Commands

egress

GitHub Edit page

egress

crabbox egress bridges lease-local browser or app traffic through the machine running the egress host agent.

crabbox egress start --id blue-lobster --profile discord
crabbox egress start --id blue-lobster --profile discord --daemon
crabbox desktop launch --id blue-lobster --browser --url https://discord.com/login --egress discord
crabbox egress status --id blue-lobster
crabbox egress stop --id blue-lobster

#How It Works

egress start installs a short-lived egress client helper on the lease, starts a loopback HTTP proxy such as 127.0.0.1:3128, then runs a local host bridge on the operator machine. Both sides connect outbound to the coordinator with one-use tickets. The coordinator pairs the two WebSockets and forwards multiplexed proxy messages; it does not open internet connections itself.
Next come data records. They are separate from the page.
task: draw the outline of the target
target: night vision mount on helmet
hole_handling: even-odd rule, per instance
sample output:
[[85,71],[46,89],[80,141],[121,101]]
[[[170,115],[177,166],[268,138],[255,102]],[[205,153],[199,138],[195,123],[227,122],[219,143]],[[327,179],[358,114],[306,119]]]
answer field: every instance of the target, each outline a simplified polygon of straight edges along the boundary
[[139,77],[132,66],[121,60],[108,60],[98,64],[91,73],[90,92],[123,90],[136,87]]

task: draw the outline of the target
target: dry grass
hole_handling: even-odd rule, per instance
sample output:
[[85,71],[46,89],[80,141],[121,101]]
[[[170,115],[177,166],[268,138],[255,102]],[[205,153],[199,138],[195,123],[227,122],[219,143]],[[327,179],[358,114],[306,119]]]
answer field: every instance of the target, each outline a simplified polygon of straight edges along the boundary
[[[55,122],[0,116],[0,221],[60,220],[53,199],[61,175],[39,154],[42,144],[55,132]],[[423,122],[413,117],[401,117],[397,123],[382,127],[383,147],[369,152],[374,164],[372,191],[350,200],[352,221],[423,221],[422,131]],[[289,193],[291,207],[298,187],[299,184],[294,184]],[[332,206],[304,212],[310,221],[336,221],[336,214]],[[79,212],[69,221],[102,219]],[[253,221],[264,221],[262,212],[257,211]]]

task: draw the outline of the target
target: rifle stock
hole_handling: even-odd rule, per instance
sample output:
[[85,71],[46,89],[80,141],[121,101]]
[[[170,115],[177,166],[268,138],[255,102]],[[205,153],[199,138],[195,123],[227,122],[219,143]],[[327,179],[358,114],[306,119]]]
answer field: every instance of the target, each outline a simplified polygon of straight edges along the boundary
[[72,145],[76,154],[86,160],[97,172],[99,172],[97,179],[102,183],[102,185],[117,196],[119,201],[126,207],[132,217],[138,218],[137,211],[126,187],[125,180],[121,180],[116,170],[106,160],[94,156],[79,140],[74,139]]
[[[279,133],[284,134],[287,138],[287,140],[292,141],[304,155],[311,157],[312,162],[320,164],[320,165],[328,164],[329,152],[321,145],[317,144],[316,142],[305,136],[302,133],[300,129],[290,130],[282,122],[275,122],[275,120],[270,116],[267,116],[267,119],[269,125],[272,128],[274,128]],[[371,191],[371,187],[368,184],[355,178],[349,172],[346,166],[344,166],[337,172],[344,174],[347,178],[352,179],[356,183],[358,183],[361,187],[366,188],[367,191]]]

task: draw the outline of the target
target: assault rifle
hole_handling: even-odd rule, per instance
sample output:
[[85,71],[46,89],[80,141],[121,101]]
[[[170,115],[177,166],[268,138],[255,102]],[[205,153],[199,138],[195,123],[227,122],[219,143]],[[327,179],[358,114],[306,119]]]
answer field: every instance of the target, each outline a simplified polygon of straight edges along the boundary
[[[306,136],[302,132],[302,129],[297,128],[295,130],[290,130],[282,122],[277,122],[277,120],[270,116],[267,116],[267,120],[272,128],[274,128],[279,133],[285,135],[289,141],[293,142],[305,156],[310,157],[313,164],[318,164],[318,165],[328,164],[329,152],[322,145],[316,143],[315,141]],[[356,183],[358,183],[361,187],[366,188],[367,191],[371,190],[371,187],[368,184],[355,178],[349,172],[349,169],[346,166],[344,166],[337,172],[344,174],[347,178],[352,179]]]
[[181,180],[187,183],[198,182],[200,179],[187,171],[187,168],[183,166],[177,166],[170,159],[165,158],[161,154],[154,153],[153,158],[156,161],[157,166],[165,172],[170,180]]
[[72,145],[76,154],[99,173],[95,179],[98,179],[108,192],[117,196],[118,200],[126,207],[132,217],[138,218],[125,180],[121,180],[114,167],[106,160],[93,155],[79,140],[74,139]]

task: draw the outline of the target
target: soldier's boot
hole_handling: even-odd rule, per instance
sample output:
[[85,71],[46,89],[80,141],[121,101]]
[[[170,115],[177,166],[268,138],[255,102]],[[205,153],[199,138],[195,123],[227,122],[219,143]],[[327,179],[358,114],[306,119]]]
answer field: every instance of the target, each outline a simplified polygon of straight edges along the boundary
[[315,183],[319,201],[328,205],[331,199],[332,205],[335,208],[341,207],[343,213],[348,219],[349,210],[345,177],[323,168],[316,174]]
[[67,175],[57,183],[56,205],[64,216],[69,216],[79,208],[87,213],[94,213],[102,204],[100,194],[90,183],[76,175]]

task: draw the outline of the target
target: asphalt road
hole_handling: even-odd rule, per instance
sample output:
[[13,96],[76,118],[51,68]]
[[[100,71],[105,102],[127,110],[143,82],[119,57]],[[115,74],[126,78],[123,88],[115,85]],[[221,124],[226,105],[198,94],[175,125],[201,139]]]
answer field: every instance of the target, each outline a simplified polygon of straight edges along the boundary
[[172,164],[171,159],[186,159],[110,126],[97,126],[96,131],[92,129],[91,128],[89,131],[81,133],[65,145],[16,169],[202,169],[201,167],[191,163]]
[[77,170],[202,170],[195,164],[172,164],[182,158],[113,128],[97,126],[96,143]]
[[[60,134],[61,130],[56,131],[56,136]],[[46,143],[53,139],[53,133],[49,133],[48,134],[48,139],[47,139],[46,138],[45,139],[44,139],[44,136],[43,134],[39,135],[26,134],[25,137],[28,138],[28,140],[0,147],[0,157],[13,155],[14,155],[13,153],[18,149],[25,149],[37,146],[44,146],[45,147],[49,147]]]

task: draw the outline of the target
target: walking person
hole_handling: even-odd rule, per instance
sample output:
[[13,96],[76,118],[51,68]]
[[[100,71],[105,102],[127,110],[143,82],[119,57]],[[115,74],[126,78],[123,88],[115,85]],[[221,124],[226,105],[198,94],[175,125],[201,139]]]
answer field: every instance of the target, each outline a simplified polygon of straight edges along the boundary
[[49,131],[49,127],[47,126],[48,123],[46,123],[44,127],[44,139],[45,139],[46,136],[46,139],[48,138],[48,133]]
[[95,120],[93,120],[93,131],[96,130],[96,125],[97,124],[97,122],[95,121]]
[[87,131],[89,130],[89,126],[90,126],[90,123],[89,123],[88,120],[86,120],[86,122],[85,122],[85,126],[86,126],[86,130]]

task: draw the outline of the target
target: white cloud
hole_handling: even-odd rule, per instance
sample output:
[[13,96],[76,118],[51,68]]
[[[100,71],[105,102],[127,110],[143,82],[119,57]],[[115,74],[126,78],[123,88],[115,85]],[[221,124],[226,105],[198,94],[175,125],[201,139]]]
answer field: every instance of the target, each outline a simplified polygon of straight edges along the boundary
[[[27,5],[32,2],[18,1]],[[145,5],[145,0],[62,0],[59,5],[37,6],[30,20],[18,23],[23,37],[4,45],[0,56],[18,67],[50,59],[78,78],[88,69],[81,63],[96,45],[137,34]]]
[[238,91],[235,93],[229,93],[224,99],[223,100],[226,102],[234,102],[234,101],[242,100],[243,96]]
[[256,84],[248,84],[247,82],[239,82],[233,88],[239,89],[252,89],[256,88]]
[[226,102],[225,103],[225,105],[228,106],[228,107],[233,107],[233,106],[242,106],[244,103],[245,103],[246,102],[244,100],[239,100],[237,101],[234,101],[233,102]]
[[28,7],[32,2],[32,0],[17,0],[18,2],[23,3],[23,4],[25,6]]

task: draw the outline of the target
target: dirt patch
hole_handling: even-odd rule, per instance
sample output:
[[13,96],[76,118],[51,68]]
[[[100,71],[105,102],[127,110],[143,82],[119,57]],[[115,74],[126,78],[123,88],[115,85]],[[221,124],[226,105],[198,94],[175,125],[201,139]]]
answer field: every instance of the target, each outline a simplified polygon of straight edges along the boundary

The browser/app data path is:

Chrome in lease
  -> lease 127.0.0.1:3128
  -> coordinator Durable Object
  -> local crabbox egress host process
  -> internet from the operator machine

desktop launch --egress <profile> passes the lease-local proxy to Chrome as:

--proxy-server=http://127.0.0.1:3128

The portal lease detail page shows the active egress session, host/client connection state, and copyable egress status / egress stop commands. It does not expose tickets or raw proxy URLs.

#Subcommands

start    Start a remote lease proxy and local host bridge
host     Run only the local egress host bridge
client   Run only the lease-side proxy bridge
status   Show coordinator bridge status
stop     Stop the local host daemon and remote lease client

Use host and client directly when debugging tickets, custom tunnels, or a manually installed helper.

#Profiles And Allowlist

The host side refuses to become an open proxy. Use a built-in profile or an explicit allowlist:

crabbox egress start --id blue-lobster --profile discord
crabbox egress start --id blue-lobster --allow example.com,*.example.com

Built-in profiles:

  • discord: discord.com, *.discord.com, discordcdn.com,

    • *.discordcdn.com, hcaptcha.com, *.hcaptcha.com

  • slack: slack.com, *.slack.com, slack-edge.com, *.slack-edge.com

Wildcard entries match the named domain and subdomains.

#Flags

Common:

--id <lease-id-or-slug>
--provider hetzner|aws
--profile <name>
--allow <comma-separated-host-patterns>

start:

--listen 127.0.0.1:3128
--daemon
--coordinator <public-coordinator-url>
--target linux
--network auto|tailscale|public

host and client debugging:

--coordinator <url>
--ticket <ticket>
--session <session-id>

#Limitations

  • The shipped path is per-app/per-process egress, not full VM routing.
  • egress start supports coordinator-backed Linux SSH leases.
  • egress start refuses non-Linux targets until target-specific remote helper

    • install/start commands exist.

  • egress start does not install Cloudflare Access service-token credentials

    • on the remote lease. If Access credentials are configured locally, use a public coordinator route, or run egress client manually only when it is safe to provide the required access headers.

  • The first implementation uses JSON/base64 bridge frames. That is good enough

    • for browser QA but can be optimized with binary frames later.

#Troubleshooting

egress host requires --profile or --allow

The host bridge will not start as an open proxy. Pick a profile or pass an explicit allowlist.

remote egress client did not listen

Inspect the remote helper log:

crabbox ssh --id blue-lobster
cat /tmp/crabbox-egress-client.log

desktop launch --egress currently requires --browser

The automatic proxy flag is wired for browser launches. For custom apps, pass the app's proxy flag yourself or use the lease-local proxy address printed by egress start.